A beginner-friendly introduction to Docker and Containers
Understanding Docker, Containers and Virtual Machines with examples.
What is a Container?
You might be familiar with these containers.
These are used for storing stuff and shipping from one place to another. In DevOps, containers have similar applications as well.
A Container is a way to package an application with all the necessary dependencies and configuration.
And that package can be portable easily, which makes the process of development and the job of a developer easier.
What happens in these containers? Nothing much, just a couple of processes run in isolation on a shared kernel.

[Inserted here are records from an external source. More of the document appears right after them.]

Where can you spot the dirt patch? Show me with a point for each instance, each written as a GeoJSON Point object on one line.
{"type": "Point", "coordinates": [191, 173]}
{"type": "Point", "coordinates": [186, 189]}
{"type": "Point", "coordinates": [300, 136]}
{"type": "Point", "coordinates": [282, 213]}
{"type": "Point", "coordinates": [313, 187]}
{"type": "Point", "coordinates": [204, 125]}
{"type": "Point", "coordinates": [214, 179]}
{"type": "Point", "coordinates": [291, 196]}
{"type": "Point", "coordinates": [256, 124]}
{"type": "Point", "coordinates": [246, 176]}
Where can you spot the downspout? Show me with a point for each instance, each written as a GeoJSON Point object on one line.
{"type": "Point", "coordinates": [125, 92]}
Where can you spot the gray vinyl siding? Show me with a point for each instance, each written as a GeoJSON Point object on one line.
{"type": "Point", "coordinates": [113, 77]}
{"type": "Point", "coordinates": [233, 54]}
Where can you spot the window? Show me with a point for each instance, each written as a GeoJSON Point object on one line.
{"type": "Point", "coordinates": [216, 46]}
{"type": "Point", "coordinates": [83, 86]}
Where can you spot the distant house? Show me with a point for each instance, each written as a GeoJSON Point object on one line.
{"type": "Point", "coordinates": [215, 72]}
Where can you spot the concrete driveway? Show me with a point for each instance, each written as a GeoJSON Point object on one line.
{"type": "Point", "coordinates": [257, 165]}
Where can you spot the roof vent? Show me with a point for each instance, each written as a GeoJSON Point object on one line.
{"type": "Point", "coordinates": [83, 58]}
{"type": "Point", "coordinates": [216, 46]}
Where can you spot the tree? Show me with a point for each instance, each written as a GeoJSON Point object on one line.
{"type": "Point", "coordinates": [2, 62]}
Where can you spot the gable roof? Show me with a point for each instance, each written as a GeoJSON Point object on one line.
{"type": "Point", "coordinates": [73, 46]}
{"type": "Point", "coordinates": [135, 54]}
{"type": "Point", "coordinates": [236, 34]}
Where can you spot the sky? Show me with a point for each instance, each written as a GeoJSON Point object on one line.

How is it isolated? The isolation of containers is provided by a Linux feature called namespaces. Namespaces partitions kernel resources such that one set of processes sees one set of resources while another set of processes sees a different set of resources. They give the group of running processes an isolated view of the kernel. For example,
Namespaces | Description |
PID | process IDs |
USER | user and group IDs |
UTS | hostname and domain name |
NS | mount points |
NET | Network devices, stacks, ports |
You can use the command lsns
to get lists of all the currently accessible namespaces.
$ lsns
NS TYPE NPROCS PID USER COMMAND
4026531835 cgroup 85 1571 seth /usr/lib/systemd/systemd --user
4026531836 pid 85 1571 seth /usr/lib/systemd/systemd --user
4026531837 user 80 1571 seth /usr/lib/systemd/systemd --user
4026532601 user 1 6266 seth /usr/lib64/firefox/firefox [...]
4026532928 net 1 7164 seth /usr/lib64/firefox/firefox [...]
Another feature of the kernel is control groups (a.k.a cgroups
) which monitors, limits, accounts for, and isolates the resource usage of a collection of processes (also known as containers)
Virtual Machine VS Containers
An operating system has two main layers:
OS Kernel: It communicates with hardware like memory, CPU .etc.
Applications Layer: They run on the Kernel.
Linux is a kernel. There are many Linux distributions each looking different from one another because the applications are different. But under the hood, they use the same kernel i.e. Linux.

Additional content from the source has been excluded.